Après la défaite et l'armistice de juin 1940, les Allemands s’installent dans les Ardennes, largement vidées de leur population lors de l’exode. Au début du mois de juillet, une grande partie du département, au nord de la rivière Aisne, est intégrée à la zone interdite. L'entreprise agricole allemande Ostland, prend alors en charge l’exploitation de près de 50 % des terres confisquées aux agriculteurs français. La WOL III, la direction régionale de l'Ostland dans le département, importe avec elle un modèle d’agriculture productiviste destiné à assurer le ravitaillement des populations, des troupes et du Reich. Pour atteindre cet objectif, la WOL réaménage en profondeur l’espace agricole. À cette occasion, les Ardennes servent de champ d'application aux projets de planification élaborés par les géographes nazis. Cette présence allemande bouleverse aussi les structures villageoises des campagnes. Le chef de culture, véritable maître du sol, est une figure toute puissante de l'Occupant dans les villages. La remise en culture des campagnes nécessite une abondante main-d’œuvre. La WOL mobilise alors de multiples catégories de populations : des prisonniers français de métropole et des colonies d'Afrique du Nord, des agriculteurs ardennais transformés en ouvriers sur leurs propres terres, des Juifs recrutés dans la région parisienne et des déportés polonais. L'ampleur des prédations, des vexations subies, marque durablement l'histoire des Ardennes. Longtemps considérée comme une entreprise de colonisation agricole, le dépouillement récents des sources française et allemande invite pourtant à remettre en question ce constat élaboré à la Libération.

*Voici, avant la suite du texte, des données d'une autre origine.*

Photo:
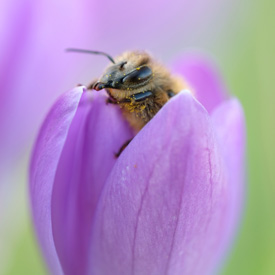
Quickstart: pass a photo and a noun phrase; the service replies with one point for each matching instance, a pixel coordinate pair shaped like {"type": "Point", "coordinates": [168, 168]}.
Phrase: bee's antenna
{"type": "Point", "coordinates": [92, 52]}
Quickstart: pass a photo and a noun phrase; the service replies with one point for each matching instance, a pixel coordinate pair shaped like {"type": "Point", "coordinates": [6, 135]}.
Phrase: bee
{"type": "Point", "coordinates": [138, 83]}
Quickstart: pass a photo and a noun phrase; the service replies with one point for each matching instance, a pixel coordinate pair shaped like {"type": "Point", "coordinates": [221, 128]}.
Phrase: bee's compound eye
{"type": "Point", "coordinates": [139, 75]}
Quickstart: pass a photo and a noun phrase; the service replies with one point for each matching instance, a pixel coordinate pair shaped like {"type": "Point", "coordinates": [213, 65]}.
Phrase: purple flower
{"type": "Point", "coordinates": [170, 204]}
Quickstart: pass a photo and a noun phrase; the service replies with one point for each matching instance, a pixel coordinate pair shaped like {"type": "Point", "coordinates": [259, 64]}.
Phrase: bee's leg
{"type": "Point", "coordinates": [141, 96]}
{"type": "Point", "coordinates": [122, 148]}
{"type": "Point", "coordinates": [170, 93]}
{"type": "Point", "coordinates": [110, 100]}
{"type": "Point", "coordinates": [138, 97]}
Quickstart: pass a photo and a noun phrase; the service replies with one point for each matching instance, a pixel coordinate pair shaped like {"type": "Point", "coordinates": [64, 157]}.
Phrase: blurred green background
{"type": "Point", "coordinates": [248, 66]}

Anne François est professeure agrégée d’histoire-géographie et docteure en histoire contemporaine. Elle a soutenu une thèse en 2019 à l'Université de Caen, sous la direction de François Rouquet, intitulée Exploiter terres et populations conquises au nom du national-socialisme : l’Ostland dans les Ardennes pendant la Seconde Guerre mondiale.
Philippe Moyen est professeur agrégé d'histoire-géographie, doctorant en histoire contemporaine et en géographie à l'Université de Caen. Ses recherches portent sur les dynamiques spatiales de l’implantation de la WOL dans les Ardennes.